La Pascua inaugura un tiempo de gozo, porque Jesucristo ha resucitado como primicia de la resurrección que nos espera a todos.
Nuestra fe en Cristo resucitado es obra del mismo espíritu de Cristo que, como Dios que es, habita en nuestro corazón y nos urge a llevar una vida de entrega sin descanso para transformar el mundo. La esperanza no permite que nos mantengamos tranquilos y satisfechos con las conquistas conseguidas en este mundo y tampoco permite que aceptemos como absoluto nada fuera de Dios.
Hay un estilo de vida cristiana que indica si creemos de verdad en la resurrección: es el amor que resume todo el espíritu de la fe.
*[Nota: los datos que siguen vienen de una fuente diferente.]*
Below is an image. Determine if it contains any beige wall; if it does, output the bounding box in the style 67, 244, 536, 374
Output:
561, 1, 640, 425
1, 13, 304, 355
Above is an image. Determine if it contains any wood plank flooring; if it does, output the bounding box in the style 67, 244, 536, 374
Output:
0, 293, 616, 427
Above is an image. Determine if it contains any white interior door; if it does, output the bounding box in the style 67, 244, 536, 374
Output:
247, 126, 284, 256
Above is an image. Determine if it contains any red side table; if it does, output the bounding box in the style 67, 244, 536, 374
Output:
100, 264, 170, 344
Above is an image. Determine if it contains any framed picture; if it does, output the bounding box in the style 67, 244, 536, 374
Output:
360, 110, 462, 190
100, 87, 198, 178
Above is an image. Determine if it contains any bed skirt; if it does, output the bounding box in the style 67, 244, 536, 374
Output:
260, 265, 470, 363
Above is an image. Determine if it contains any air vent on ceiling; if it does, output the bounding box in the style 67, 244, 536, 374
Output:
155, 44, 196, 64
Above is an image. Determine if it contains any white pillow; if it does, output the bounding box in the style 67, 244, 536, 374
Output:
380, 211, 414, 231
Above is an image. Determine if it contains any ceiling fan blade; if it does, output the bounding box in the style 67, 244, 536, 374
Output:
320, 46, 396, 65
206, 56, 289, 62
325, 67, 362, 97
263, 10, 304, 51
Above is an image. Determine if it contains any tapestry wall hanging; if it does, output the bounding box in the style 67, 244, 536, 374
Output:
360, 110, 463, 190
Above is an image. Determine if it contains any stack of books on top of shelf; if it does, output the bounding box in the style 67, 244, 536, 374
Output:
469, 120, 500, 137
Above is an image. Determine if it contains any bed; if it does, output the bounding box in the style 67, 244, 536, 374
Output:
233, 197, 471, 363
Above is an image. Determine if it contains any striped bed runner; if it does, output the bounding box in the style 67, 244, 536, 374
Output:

San Agustín decía “Ama y haz lo que quieras”. Pero el amor tiene que manifestarse en las obras. Ama el que guarda en la vida ordinaria la Palabra de Dios, sirviendo a los demás hasta entregar la vida. La vida pascual exige además ser dóciles al Espíritu que nos da la sabiduría del conocimiento de Dios y poder discernir el sentido de los acontecimientos.
Cristo, el Resucitado, está entre nosotros, nos acompaña en la marcha de la historia. Y está presente en la comunidad de los creyentes, en la Palabra de Dios, en el servicio fraternal, en todos los sacramentos sobre todo en el de la eucaristía, y también se identifica con los más pobres. Pero hay que tener los ojos del corazón inundados de la luz de la resurrección para poder detectar esta presencia. Las personas somos la imagen de Dios que nos ayuda a ejercer la misericordia y la Pascua es una invitación a buscar al Resucitado para recorrer con Él el camino de esa misericordia.